# HGH Welts - Hygetropin



## mark831 (Mar 29, 2009)

Hi all, 1st post on her so please go easy on me!!!!

Managed to get my hand on 500iu of Hygetropin 8iu vials. The 1st week I took 2iu a day sub into various parts of the abdominal area and all was good..........On the 8th day I started to get large red painfull welts at each injection site. Funny as there would be no sign of them when I inject, but after about 12 hours a small red lump would form and then by the following morning (I was pinning 1st thing) the lump would have grown...they last around 3 days....not nice!!!!

Now, this is the 1st time i have ever pinned anything, I have previous experience with prohormones etc but never pinning but am sure im doing it correctly (The 1st 7 days were fine!).

I was initially reconstructing with sterile water, then when i started getting the welts i switched to bac water but this hasnt seemed to have made a difference. I was mixing each 8iu vial with 1ml water, then yesterday tried diluting it more (.4ml per 2iu) but woke up this morning with another.........they are always at the injection site for info......

As far as im aware the Hygetropin is good...box says 191 and has counterfit code which checks out on their web site. The vials that i have used thus far have been vaccume sealed. A family member got 1000iu from his reliable source for us both to share......each box has 200iu which is 5 boxes so we shared the last box.....he has no sides whatsoever....and we are both using friom the same box!!!!! I clean the area to be injected, the vial and water with an alcohol swab each time i use and inject slowly......

I really cant think whats going on.....have done hours of research trying get some answers...but google pulls up very little with regards to welts on Hygetropin......meant to be the good stuff!
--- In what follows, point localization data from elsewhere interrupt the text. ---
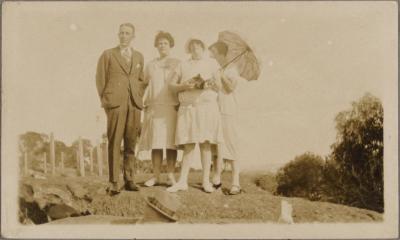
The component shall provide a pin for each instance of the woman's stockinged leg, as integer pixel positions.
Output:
(156, 158)
(182, 183)
(217, 166)
(206, 155)
(235, 173)
(171, 162)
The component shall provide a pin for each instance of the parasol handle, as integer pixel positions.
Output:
(235, 58)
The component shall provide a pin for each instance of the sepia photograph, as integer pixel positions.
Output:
(189, 119)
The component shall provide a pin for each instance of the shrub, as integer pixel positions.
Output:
(267, 182)
(301, 177)
(358, 154)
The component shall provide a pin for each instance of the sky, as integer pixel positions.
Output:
(317, 57)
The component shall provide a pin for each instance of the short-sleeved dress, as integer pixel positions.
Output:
(198, 120)
(159, 122)
(228, 108)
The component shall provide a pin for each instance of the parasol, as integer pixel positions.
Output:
(240, 54)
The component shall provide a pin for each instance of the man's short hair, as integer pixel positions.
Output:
(221, 47)
(164, 35)
(128, 25)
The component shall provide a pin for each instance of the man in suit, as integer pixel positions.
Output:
(120, 85)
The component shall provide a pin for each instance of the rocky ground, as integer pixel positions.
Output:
(44, 199)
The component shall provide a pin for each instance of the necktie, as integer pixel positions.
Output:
(126, 54)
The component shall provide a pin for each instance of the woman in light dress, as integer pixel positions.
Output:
(226, 79)
(198, 119)
(160, 116)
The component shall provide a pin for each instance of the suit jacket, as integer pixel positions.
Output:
(116, 80)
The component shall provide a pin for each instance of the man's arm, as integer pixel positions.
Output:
(102, 73)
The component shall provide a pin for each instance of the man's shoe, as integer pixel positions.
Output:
(131, 186)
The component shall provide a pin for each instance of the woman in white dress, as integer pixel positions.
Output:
(198, 115)
(158, 132)
(226, 79)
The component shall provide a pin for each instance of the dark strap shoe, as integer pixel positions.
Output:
(113, 189)
(217, 186)
(131, 186)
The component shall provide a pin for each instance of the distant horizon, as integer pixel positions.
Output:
(316, 59)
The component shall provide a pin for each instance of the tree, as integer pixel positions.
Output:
(301, 177)
(358, 153)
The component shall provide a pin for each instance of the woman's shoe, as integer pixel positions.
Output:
(208, 188)
(151, 182)
(217, 186)
(171, 181)
(235, 190)
(177, 187)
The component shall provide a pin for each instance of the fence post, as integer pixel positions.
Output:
(99, 158)
(105, 151)
(81, 158)
(52, 154)
(45, 162)
(26, 163)
(91, 159)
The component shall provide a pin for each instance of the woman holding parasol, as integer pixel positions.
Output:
(198, 119)
(237, 62)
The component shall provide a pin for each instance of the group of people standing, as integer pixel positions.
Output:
(186, 103)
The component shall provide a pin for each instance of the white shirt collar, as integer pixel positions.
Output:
(122, 49)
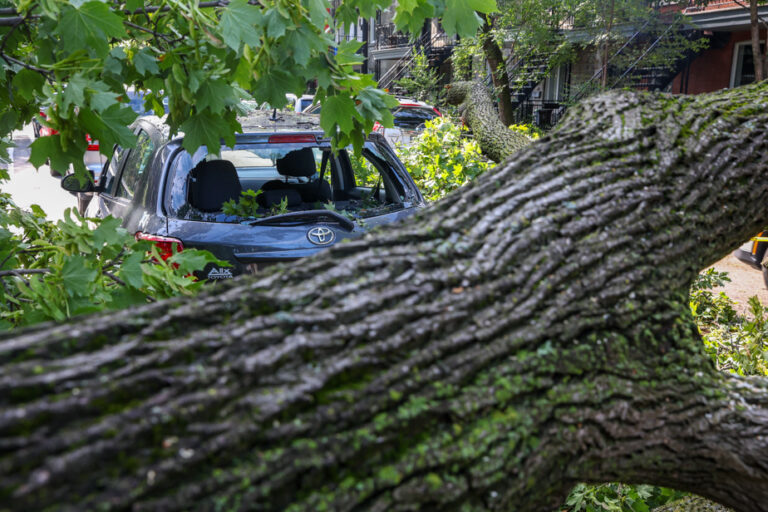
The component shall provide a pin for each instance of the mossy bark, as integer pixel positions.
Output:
(476, 108)
(526, 333)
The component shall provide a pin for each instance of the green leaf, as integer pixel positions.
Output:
(204, 129)
(134, 5)
(109, 232)
(131, 271)
(77, 276)
(241, 22)
(243, 74)
(145, 62)
(27, 83)
(276, 23)
(214, 94)
(102, 100)
(273, 86)
(338, 110)
(90, 26)
(49, 147)
(317, 13)
(124, 297)
(110, 126)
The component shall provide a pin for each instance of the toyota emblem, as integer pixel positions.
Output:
(321, 236)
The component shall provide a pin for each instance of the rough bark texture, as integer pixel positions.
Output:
(499, 74)
(496, 141)
(692, 504)
(758, 55)
(526, 333)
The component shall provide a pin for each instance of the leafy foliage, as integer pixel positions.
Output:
(737, 343)
(619, 498)
(74, 59)
(77, 266)
(245, 206)
(442, 159)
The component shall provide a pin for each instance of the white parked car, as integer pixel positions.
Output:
(410, 117)
(300, 103)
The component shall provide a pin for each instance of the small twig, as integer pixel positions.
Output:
(23, 271)
(166, 37)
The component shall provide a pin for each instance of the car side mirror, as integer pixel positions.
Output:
(71, 183)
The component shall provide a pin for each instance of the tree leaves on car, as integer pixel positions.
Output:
(131, 271)
(205, 129)
(145, 63)
(110, 126)
(338, 110)
(76, 275)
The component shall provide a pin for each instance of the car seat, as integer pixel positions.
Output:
(300, 163)
(211, 183)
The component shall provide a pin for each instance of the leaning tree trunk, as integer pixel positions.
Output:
(475, 103)
(526, 333)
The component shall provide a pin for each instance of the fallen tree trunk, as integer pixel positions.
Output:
(526, 333)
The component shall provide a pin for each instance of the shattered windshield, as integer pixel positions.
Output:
(258, 180)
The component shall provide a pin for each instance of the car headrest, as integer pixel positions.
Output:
(211, 183)
(270, 198)
(298, 163)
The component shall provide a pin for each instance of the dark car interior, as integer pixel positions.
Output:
(297, 182)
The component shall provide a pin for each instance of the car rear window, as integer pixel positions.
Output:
(412, 118)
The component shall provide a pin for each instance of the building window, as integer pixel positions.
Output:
(743, 70)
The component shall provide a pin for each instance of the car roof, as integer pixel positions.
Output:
(262, 121)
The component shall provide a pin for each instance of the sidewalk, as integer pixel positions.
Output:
(30, 186)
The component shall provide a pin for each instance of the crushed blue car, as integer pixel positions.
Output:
(303, 197)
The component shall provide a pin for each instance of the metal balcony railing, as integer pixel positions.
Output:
(387, 36)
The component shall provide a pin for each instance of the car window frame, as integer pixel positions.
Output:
(138, 132)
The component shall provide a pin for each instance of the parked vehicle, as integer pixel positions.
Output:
(410, 116)
(755, 255)
(300, 103)
(306, 197)
(92, 159)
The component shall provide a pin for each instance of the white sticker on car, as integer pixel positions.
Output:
(220, 273)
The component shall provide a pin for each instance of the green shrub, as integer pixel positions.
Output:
(54, 271)
(441, 159)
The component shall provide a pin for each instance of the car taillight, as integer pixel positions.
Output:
(167, 246)
(278, 139)
(93, 145)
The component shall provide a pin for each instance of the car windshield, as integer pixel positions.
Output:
(282, 178)
(411, 118)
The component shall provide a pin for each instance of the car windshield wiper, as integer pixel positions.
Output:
(305, 217)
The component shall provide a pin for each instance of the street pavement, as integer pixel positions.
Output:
(30, 186)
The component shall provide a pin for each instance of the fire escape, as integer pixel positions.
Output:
(530, 70)
(434, 44)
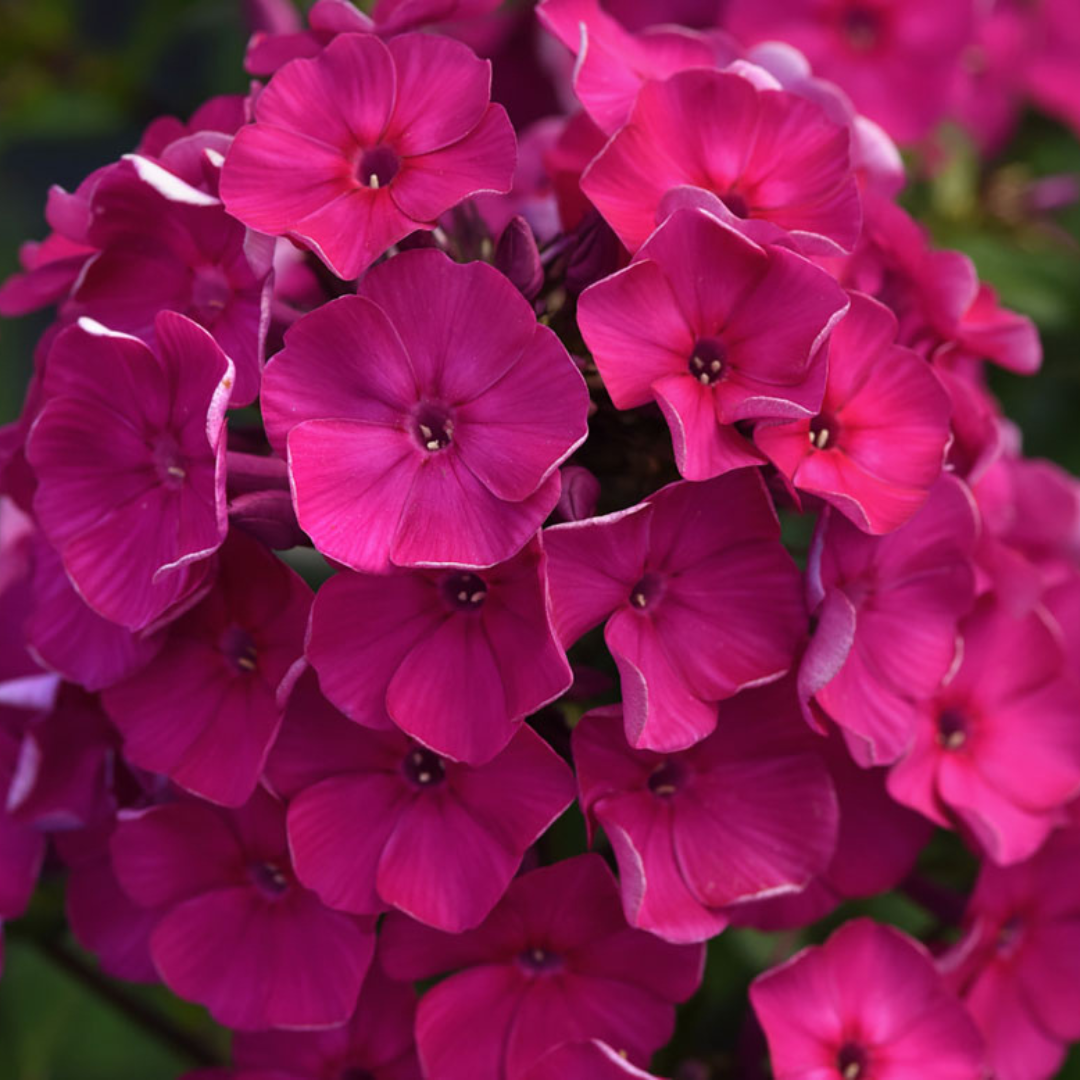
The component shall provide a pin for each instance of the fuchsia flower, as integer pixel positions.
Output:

Anybody here with any ideas??? Anyone had the experience thats its best to suck it up and they will go away or is my body telling me to stop this right now??

Oh and its the vials with 8iu on the top...NOT the pin wheel!

Funny thig is this past week ive been sleeping much better and have woken up in the night and had a numb arm (could be me sleeping in a funny position) which i understand is an indicator its kicking in?

The only thing I havent tried is trying a better quality pin??? I doubt this would make much difference though and is the reason im getting the welts? (Pins I have a 29g half inch individually wrapped....was thinking of switching to terumo brand?)

Do you think im having an allergic reaction to any preservatives (SP) in the vial or could I be one of the unlucky 1% or so that can take the GH? (I usually respond very very well to everything!)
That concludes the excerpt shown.